Sarnia fair wage policy extended to all city construction projects

Setting a fair wage policy for all City of Sarnia construction contracts is helping create a level playing field for workers and local contractors, the local labour council president says.

“This was never about unions. It was always about workers and contractors,” Sarnia & District Labour Council president Jason McMichael said about city council’s 6-3 decision earlier this month to extend Sarnia’s fair wage policy to construction projects with a value less than $50,000.

A wage-requirement policy for projects worth more than $50,000 was approved in the spring .

“The reality is we were having far too many out-of-town contractors being successful in their bids for local work with the City of Sarnia,” McMichael said, “and often that just happened to be because the contractors they were bidding against were already paying a fair wage … so what this did is it levelled the playing field.”

Extending the policy to lower-cost projects means overall city construction project spending could rise $100,000 to $200,000 per year, city staff estimated in reports to council.

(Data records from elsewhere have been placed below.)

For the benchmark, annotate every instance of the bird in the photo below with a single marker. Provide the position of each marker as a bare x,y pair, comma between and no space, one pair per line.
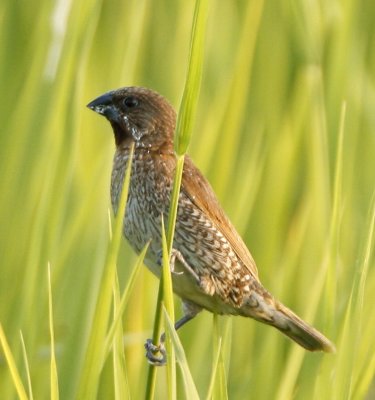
211,266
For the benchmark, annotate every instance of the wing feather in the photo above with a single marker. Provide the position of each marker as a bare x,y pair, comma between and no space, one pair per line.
200,192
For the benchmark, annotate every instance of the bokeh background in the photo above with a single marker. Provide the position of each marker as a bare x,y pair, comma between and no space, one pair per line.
285,132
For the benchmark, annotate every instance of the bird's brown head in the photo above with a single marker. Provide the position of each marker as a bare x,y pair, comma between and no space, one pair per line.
137,115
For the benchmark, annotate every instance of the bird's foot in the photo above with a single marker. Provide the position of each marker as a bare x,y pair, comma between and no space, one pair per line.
155,354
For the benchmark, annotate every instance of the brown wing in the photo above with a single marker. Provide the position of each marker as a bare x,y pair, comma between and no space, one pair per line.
199,191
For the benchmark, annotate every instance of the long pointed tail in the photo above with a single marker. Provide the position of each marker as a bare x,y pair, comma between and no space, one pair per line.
287,322
298,330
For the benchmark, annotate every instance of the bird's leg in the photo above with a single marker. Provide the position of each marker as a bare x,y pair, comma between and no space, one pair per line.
153,351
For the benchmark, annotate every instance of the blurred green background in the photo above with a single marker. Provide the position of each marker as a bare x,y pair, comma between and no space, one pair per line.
285,132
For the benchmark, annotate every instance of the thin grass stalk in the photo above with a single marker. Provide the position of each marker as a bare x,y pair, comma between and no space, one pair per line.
120,381
182,139
27,367
331,285
169,308
54,381
122,304
12,366
189,385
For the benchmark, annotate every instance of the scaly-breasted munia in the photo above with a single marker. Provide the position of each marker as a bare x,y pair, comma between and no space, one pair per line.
213,268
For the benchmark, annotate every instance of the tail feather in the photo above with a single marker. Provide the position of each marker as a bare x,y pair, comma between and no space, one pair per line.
272,312
298,330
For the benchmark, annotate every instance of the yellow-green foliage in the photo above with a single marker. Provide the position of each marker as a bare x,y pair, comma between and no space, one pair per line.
285,132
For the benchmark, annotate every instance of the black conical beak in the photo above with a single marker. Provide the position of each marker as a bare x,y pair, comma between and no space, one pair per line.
102,104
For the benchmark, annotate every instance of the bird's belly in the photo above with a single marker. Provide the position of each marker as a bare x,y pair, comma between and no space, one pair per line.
187,288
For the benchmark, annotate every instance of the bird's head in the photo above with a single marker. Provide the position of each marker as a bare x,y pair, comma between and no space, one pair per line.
137,115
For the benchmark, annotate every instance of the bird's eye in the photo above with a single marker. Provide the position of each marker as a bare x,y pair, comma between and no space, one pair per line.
130,102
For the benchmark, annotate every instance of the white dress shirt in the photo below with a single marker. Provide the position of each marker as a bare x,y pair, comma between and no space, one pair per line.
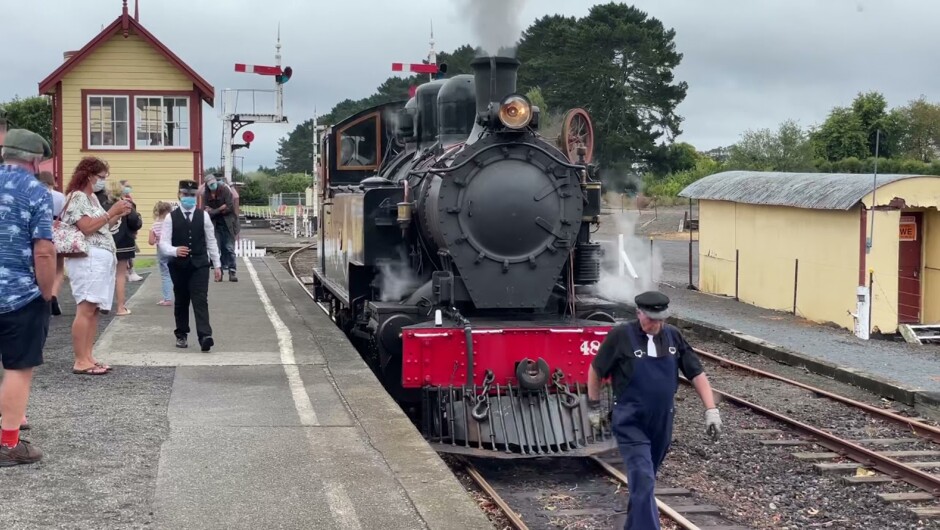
166,237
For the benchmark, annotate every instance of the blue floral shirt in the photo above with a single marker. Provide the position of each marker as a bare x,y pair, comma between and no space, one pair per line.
25,216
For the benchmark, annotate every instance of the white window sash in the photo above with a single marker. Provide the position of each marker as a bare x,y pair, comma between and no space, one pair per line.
185,121
100,110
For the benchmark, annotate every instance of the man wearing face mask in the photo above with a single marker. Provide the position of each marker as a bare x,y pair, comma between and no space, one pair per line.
643,358
220,205
188,235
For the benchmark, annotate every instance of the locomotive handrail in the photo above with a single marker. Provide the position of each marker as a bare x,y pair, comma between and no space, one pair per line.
487,148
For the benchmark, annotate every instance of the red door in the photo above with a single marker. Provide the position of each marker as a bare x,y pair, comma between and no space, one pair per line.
909,264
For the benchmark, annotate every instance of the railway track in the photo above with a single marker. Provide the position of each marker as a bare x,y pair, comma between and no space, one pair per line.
865,460
860,459
580,493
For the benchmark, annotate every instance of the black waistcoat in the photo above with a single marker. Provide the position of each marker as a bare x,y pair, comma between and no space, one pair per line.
191,234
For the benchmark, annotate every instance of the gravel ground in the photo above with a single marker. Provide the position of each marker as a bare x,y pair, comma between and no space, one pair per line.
550,493
101,439
767,485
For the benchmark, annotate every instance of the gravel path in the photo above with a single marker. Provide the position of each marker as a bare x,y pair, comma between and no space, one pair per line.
101,438
769,487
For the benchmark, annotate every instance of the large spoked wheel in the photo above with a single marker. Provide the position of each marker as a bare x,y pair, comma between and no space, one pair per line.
577,132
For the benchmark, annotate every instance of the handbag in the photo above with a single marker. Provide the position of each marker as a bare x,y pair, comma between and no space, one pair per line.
69,241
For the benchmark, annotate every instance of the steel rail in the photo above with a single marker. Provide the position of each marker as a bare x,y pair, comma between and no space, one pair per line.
513,517
918,428
664,508
862,455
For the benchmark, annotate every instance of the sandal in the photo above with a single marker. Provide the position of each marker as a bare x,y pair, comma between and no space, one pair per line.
94,370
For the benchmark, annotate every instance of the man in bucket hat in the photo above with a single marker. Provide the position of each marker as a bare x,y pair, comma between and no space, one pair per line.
643,359
27,259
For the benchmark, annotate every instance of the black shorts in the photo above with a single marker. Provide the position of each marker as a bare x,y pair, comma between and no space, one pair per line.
23,335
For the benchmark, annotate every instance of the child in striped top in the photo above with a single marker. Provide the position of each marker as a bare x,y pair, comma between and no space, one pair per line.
160,211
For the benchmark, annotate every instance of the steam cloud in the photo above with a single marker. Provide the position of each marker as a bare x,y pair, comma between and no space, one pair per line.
496,23
648,266
396,279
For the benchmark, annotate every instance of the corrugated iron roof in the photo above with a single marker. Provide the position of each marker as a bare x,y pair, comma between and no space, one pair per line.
824,191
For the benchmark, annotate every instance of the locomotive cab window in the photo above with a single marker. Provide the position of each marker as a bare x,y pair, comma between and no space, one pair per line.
358,144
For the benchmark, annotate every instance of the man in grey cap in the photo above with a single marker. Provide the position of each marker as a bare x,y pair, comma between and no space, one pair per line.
220,205
643,358
27,259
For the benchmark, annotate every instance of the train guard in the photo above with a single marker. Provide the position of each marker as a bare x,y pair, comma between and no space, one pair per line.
454,244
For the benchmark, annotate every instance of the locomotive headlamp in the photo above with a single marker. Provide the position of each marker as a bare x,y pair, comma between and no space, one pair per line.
515,111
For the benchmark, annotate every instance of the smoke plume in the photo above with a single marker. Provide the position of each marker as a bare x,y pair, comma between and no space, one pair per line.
496,23
646,264
396,279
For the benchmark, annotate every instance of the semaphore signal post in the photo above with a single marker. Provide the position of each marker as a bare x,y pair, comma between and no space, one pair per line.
233,121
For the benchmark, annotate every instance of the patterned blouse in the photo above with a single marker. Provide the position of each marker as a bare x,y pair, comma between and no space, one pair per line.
79,205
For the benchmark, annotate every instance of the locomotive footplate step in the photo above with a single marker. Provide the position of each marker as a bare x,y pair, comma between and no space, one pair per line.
281,424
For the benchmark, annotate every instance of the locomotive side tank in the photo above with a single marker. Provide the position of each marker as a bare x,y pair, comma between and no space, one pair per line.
458,265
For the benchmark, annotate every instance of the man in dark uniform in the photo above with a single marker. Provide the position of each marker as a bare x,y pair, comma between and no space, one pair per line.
189,236
643,359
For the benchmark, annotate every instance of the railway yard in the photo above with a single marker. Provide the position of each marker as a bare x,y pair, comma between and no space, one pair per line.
797,451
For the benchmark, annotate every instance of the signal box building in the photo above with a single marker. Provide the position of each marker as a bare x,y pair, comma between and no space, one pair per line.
808,241
128,99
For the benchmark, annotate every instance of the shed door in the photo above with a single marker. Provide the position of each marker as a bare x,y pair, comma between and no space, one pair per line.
909,266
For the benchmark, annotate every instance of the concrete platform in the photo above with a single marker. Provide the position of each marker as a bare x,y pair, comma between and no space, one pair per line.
281,425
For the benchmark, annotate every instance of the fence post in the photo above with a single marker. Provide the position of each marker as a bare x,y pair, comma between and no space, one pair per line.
796,278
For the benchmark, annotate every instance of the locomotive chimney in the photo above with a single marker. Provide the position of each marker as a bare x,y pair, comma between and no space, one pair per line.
494,78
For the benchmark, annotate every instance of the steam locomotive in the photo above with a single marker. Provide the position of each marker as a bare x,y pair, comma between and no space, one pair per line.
455,243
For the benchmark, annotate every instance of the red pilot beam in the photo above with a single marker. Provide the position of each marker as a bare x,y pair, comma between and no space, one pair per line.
256,69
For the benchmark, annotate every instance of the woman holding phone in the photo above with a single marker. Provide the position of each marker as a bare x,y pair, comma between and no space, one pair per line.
91,276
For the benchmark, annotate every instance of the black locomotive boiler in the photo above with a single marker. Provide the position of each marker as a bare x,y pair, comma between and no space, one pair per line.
454,241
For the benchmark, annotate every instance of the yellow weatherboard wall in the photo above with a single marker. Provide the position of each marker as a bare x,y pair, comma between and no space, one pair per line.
128,64
769,239
931,293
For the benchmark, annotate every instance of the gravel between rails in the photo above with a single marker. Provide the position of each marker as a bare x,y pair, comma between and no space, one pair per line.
767,486
101,437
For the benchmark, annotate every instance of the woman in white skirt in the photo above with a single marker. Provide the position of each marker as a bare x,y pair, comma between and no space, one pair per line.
91,276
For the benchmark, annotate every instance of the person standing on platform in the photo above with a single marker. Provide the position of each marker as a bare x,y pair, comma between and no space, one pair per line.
643,358
220,205
188,235
27,259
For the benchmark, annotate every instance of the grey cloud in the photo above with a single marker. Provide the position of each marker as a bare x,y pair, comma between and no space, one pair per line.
749,63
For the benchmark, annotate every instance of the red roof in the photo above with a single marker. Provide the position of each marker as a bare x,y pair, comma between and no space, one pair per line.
124,24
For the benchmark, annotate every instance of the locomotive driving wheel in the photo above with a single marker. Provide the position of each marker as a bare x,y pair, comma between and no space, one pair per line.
577,132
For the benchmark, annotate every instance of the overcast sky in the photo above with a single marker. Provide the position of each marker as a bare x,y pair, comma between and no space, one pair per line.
748,63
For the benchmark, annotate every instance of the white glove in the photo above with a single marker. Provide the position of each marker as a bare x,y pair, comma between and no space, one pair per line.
713,423
594,416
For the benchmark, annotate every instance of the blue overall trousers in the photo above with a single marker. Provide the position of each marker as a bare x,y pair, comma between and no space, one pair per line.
642,422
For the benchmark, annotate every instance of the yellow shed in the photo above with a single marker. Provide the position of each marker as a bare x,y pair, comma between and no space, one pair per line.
126,98
807,241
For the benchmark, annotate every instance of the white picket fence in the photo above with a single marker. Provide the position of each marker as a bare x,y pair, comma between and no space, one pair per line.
245,248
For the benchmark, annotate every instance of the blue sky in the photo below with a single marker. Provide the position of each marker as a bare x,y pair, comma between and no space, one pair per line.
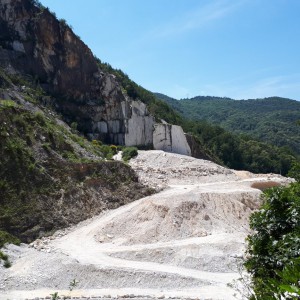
184,48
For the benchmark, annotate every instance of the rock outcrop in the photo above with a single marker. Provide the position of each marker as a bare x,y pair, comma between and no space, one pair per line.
170,138
33,42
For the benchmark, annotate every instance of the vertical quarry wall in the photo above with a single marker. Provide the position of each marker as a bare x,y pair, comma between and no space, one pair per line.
33,42
170,138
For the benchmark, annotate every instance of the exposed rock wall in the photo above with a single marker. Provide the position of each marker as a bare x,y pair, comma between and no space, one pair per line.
33,42
170,138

Other increases could be pending, tied to inflation and supply chain challenges, they noted.

When the initial fair wage policy was implemented in May, staff estimated there’d be no increase to project costs above $50,000 because large contractors generally pay the prevailing wage rate.

An extra 200 hours of staff time per year to administer the policy was expected, and the policy was expected to impact 30 to 40 projects over $50,000 per year.

Extending the fair wage policy to projects below $50,000 means another 35 to 50 projects will be impacted, staff estimate.